No entanto, se considerarmos que entre 1987 e 1991 o Brasil venceu o campeonato mundial de Fórmula 1 por quatro vezes, o campeonato mundial de Marcas, com Raul Boesel em 1987, a Fórmula 3000 com Roberto Pupo Moreno e Christian Fittipaldi, a Fórmula Indy e as 500 Milhas de Indianápolis com Emerson Fittipaldi, e a Fórmula 3 inglesa com Rubens Barrichello, vemos que mesmo a ótima fase atual da Inglaterra nas pistas do mundo ainda fica em muito a dever aos gloriosos anos de ouro de automobilismo brasileiro.
E o que dizer de Jarno Trulli?
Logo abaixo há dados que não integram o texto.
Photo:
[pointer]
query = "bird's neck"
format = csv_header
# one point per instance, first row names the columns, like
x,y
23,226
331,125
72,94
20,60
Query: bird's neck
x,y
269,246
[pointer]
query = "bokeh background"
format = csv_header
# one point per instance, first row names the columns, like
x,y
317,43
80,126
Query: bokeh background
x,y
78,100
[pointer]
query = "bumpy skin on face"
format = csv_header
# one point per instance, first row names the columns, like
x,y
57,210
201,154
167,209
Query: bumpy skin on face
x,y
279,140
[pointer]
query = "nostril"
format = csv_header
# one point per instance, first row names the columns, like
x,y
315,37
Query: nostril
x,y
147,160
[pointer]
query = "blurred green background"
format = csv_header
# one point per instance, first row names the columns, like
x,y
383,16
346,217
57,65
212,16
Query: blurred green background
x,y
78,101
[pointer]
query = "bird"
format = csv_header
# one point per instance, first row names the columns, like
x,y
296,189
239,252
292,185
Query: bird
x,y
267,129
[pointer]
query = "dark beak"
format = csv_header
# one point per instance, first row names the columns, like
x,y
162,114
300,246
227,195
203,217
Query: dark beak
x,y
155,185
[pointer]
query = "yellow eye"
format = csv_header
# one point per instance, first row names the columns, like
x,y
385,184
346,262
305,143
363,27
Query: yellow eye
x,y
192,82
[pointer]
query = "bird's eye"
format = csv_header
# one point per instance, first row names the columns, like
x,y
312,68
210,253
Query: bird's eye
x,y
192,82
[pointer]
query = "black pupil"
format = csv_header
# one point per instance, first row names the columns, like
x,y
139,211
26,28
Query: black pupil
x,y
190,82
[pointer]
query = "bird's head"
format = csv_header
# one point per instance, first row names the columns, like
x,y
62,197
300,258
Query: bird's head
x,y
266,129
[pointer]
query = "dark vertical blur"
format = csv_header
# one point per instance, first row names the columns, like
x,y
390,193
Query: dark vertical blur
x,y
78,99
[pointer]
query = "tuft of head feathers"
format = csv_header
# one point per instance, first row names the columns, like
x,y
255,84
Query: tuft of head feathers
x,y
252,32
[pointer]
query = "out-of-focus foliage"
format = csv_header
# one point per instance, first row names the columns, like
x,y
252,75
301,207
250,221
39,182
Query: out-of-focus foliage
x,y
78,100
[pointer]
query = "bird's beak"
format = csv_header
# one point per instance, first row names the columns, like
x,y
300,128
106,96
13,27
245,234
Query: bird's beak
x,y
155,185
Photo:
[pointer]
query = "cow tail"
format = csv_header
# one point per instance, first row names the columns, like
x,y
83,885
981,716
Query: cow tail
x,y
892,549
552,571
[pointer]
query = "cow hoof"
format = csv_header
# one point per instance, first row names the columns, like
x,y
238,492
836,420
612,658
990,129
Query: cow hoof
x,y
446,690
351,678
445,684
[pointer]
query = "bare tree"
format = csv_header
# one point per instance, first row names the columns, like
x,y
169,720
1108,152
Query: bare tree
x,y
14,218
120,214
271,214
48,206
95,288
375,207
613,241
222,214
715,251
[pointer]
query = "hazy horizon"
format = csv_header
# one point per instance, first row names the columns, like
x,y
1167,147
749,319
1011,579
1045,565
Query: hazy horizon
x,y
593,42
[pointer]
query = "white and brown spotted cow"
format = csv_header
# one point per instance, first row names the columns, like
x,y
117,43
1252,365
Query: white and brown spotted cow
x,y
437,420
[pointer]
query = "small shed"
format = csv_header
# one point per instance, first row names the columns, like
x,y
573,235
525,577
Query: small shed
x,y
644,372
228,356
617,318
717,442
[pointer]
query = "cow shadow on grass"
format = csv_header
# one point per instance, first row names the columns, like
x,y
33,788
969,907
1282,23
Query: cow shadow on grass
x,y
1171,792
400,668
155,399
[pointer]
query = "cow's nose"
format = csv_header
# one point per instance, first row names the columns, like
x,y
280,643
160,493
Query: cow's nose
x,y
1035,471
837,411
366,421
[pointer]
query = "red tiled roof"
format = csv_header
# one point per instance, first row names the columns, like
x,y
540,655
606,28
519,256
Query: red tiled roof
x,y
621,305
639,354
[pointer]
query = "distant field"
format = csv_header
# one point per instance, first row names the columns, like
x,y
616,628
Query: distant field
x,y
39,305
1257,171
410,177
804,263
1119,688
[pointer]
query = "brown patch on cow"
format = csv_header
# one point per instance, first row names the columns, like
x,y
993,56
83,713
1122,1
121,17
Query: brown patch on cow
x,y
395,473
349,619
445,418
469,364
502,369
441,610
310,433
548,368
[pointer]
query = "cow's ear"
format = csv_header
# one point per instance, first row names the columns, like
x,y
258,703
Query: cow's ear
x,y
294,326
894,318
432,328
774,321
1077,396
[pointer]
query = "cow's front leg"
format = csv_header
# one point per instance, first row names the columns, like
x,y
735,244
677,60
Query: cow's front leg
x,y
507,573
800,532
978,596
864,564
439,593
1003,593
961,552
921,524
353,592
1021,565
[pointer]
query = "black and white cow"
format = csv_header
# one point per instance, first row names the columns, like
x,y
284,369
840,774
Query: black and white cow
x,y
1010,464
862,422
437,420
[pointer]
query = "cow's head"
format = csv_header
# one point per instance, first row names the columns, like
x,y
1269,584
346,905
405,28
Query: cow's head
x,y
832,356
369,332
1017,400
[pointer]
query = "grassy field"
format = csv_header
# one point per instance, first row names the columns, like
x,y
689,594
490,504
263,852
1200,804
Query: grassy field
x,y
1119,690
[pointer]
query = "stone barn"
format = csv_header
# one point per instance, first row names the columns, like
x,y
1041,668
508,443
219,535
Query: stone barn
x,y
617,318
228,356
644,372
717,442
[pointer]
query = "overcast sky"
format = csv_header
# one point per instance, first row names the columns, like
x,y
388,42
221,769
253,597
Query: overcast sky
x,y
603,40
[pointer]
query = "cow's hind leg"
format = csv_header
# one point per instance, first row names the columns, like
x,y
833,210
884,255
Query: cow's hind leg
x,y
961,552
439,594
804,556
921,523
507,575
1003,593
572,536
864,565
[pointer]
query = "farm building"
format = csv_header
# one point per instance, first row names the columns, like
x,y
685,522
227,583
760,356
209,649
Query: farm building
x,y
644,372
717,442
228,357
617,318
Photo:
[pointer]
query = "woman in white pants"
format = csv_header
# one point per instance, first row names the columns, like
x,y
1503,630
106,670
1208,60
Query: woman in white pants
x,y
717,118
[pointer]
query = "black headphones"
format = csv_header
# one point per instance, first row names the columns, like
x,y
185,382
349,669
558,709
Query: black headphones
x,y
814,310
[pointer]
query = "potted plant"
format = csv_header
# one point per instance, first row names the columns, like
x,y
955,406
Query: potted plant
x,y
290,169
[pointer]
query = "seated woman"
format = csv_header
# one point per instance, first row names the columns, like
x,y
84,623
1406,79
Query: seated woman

Depois de jogar ar fresco sobre sua desgastada reputação com a inesperada segunda colocação em Suzuka, o italiano consegue atirar tudo pelo ralo, no apagar das luzes da temporada, com uma atuação patética em Interlagos.
Primeiro, foi o maior responsável pelo acidente de corrida envolvendo ele próprio e Adrian Sutil. E depois, esquecendo-se de sua dimensão pública, partiu para cima do jovem alemão diante dos olhos do mundo, carregado de imprecações universais.
Para piorar, Trulli ainda teve que conviver com a brava e competente atuação do estreante Kamui Kobayashi, com certeza um dos nomes da corrida. O ‘X’ aplicado a Jenson Button na freada do ‘S’ do Senna não deixou dúvidas sobre a personalidade do jovem nipônico.
Ao fim e ao cabo, Interlagos foi palco para mais uma corrida histórica. Pelo quinto ano consecutivo, o templo que restou do automobilismo nacional teve a honra de apontar o campeão do mundo.
Cenas fortes, como Kovalainen arrastando a mangueira de combustível pouco à frente da Ferrari de Kimi Räikkönen envolta em chamas, certamente farão parte de todas as compilações sobre a categoria nos próximos tempos.
Ganhar, perder... Tudo isso faz parte do jogo. Rubens lutou, aplaudiu o companheiro e rival, e sua elegância ao lidar com a derrota merece todos os elogios. A contagiante emoção da torcida no sábado jamais será apagada, e no fim acho que deveríamos nos sentir todos mais ricos.
Interlagos mais uma vez fez bem à Fórmula 1, e novamente tivemos um piloto nacional brigando pelo campeonato do mundo. Diante dos rumos que vem tomando nosso esporte a motor, é muito mais do que merecemos.